日曜日は一日寝て暮らした。わざわざ着替えて寝ているのだからあほらしかった。
起き出したのは日付が変わってから。世のダイエットに悩む人たちにお勧めしたい。物を食わずに一日寝ると、目がさめる頃には大概やせている。
読みかけの本だけは片付けた。上記の二冊。山田詠美の『風味絶佳』と、岡本太郎の『青春ピカソ』、言うまでもなく、奇妙な取り合わせで、奇妙な読後感になってしまった。岡本太郎が若々しく、山田詠美が老成して感じられる。
夏木マリで映画化された「風味絶佳」は、短編集の表題作なのだった。
山田詠美は、それこそバブル時代に一世を風靡した女性たちのカリスマだったと思うのだ。だからこそ、私には今まで読む機会もなかったのだが、「風味絶佳」という題名に惹かれた。それと、夏木マリのイメージ。
いわゆる「職人さん」たちの世界を題材に、作家生活二十年の職人技を発揮した短編小説群。そのなかで、表題作だけは毛色が違う。この小説だけ女性が自立している。それは、ちょっと奇妙なことだと思うのだ。
『青春ピカソ』は、ブリジストン美術館のミュージアムショップで買ったもの。
ヴラマンクピカソを徹底的に否定していた。それに、村上隆ピカソが嫌いだというし、どうも最近、反ピカソ的な雰囲気が身の回りにたちこめていて、そうなると、もともとよく理解もできていなかったものとしては、「ピカソなんてつまんないのかなぁ」という気分になってしまう浅はかさである。
今頃になってピカソを否定するなんて、あまりに安易だし、こういう本でも読んでピカソの熱みたいなものを掘り起こしたいと思ったのだ。

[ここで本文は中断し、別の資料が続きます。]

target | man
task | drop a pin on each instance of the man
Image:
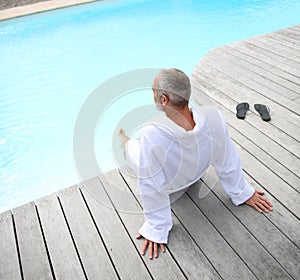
(174, 152)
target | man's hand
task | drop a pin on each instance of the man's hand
(153, 247)
(124, 137)
(258, 202)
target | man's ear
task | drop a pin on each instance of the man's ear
(164, 100)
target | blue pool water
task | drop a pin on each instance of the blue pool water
(51, 62)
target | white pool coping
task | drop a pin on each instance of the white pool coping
(39, 7)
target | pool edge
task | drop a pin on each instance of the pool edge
(40, 7)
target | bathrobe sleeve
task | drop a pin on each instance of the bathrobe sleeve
(228, 167)
(156, 203)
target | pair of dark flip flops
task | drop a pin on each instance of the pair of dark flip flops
(263, 110)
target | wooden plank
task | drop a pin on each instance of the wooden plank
(267, 56)
(186, 252)
(132, 217)
(287, 195)
(273, 39)
(9, 261)
(278, 50)
(266, 143)
(280, 247)
(246, 88)
(124, 255)
(290, 33)
(271, 72)
(257, 258)
(64, 258)
(253, 80)
(94, 257)
(264, 158)
(279, 36)
(235, 93)
(286, 49)
(34, 259)
(274, 184)
(211, 242)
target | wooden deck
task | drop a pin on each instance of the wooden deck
(87, 231)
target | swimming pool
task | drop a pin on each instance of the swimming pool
(51, 62)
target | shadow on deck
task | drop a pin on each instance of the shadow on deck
(88, 231)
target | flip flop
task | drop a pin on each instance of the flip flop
(264, 111)
(241, 110)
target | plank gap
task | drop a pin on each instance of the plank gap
(98, 230)
(71, 235)
(45, 243)
(212, 224)
(124, 226)
(17, 246)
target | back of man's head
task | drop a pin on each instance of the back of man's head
(176, 85)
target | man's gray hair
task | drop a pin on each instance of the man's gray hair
(176, 85)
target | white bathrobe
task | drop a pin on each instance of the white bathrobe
(168, 159)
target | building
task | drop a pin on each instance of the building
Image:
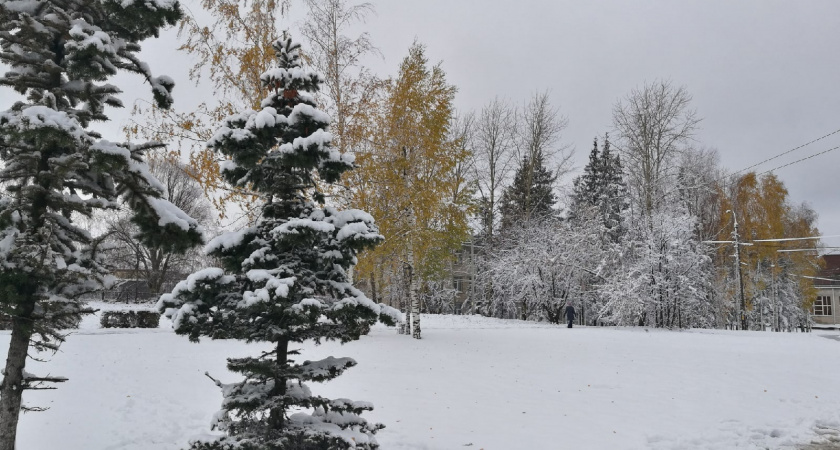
(826, 309)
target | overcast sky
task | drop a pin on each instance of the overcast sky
(764, 75)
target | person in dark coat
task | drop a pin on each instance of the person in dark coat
(570, 313)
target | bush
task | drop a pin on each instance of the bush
(62, 322)
(129, 319)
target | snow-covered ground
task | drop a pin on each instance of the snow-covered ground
(470, 383)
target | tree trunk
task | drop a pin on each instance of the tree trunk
(414, 299)
(11, 389)
(277, 415)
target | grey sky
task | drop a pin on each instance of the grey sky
(763, 74)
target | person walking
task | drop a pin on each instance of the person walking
(570, 313)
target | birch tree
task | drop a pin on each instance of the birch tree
(408, 178)
(654, 124)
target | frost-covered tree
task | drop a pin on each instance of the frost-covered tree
(55, 168)
(285, 279)
(539, 266)
(664, 275)
(531, 195)
(157, 265)
(602, 189)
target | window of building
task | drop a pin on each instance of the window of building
(822, 306)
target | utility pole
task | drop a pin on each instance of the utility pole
(472, 274)
(742, 316)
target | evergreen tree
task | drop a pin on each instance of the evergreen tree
(285, 280)
(60, 53)
(531, 195)
(602, 189)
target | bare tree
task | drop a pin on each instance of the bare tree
(654, 124)
(493, 145)
(155, 264)
(348, 86)
(539, 128)
(699, 189)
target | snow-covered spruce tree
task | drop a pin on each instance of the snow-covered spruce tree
(531, 195)
(285, 279)
(602, 187)
(54, 167)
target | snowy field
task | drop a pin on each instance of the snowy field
(470, 383)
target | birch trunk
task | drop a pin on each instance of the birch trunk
(414, 299)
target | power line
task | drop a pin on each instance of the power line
(789, 151)
(795, 239)
(799, 160)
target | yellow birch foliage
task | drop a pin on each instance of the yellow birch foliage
(764, 211)
(410, 166)
(231, 50)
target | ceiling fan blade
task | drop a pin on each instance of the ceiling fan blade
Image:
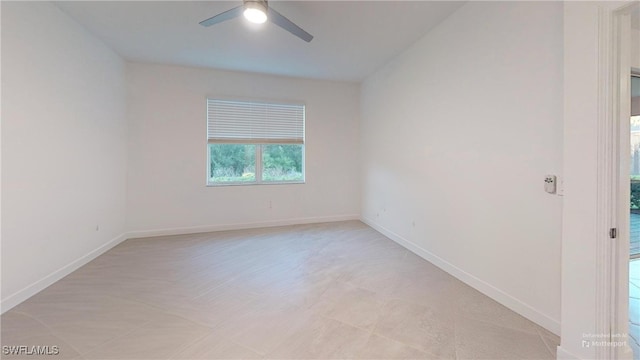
(278, 19)
(229, 14)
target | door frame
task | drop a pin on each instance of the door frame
(617, 257)
(594, 288)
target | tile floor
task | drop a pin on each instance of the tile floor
(634, 307)
(324, 291)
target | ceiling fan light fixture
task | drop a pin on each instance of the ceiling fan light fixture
(255, 11)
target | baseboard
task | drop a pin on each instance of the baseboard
(491, 291)
(562, 354)
(22, 295)
(239, 226)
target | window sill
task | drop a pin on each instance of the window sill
(256, 183)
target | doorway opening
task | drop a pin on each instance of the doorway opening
(634, 223)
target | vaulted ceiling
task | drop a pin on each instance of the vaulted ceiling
(352, 38)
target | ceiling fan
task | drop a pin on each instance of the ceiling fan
(258, 11)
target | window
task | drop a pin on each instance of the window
(254, 142)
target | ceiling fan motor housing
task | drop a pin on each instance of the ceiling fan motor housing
(256, 4)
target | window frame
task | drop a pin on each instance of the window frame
(259, 180)
(258, 149)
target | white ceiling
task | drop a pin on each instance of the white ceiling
(351, 38)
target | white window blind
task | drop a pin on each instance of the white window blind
(230, 121)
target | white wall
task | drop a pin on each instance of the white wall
(458, 134)
(63, 147)
(167, 152)
(635, 48)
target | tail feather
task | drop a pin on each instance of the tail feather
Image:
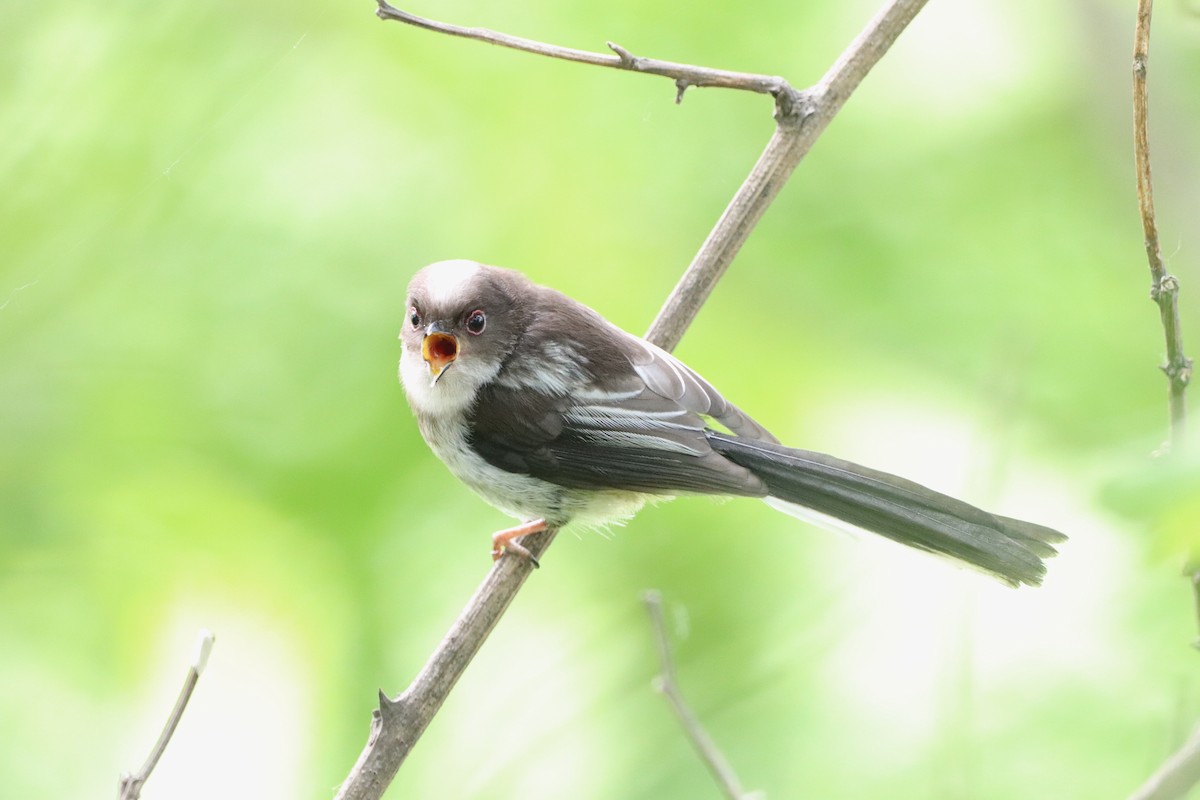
(907, 512)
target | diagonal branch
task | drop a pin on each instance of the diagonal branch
(801, 118)
(130, 787)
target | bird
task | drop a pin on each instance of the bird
(555, 415)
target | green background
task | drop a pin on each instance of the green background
(208, 220)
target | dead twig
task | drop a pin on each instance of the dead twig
(667, 683)
(131, 785)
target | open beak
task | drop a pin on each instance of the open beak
(439, 350)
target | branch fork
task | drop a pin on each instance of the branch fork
(801, 118)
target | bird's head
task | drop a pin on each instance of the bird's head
(462, 320)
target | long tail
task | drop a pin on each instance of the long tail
(907, 512)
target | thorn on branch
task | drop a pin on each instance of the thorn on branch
(681, 88)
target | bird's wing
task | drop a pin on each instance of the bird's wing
(609, 411)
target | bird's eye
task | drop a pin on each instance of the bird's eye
(477, 322)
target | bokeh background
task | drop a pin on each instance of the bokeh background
(208, 220)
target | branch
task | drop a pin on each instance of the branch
(130, 787)
(1176, 776)
(1164, 288)
(801, 118)
(1181, 771)
(684, 74)
(669, 685)
(793, 137)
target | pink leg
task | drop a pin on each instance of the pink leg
(503, 541)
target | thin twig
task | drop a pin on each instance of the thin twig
(1164, 288)
(1177, 775)
(1180, 773)
(684, 74)
(130, 787)
(400, 722)
(795, 134)
(669, 684)
(801, 116)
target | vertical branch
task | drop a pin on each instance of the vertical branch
(1164, 288)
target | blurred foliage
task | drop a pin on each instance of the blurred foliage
(210, 212)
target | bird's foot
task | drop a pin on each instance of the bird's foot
(504, 541)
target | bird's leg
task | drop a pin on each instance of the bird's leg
(503, 541)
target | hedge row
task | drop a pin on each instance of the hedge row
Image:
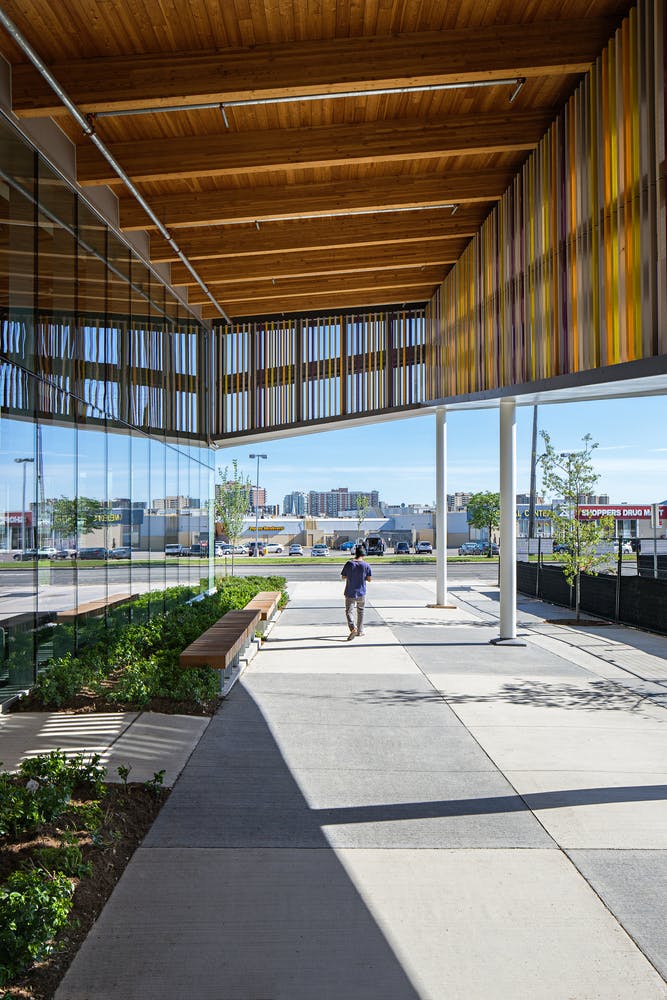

それに、ブリジストン美術館の常設展にはピカソのよい絵もあった。
ここに溢れる岡本太郎の若々しさに、まずは感動してしまう。山田詠美の身についた職人技と較べると対照的なのだ。そして、言葉の明晰さ。明晰だから正しいとはいえないが、明晰な論理は行動に直結する。創作としてほとばしり出る。そのことは、あやふやな正しさより貴重だと思う。行動しなかった人間は、後からいくらでも正しさをでっち上げられるのだ。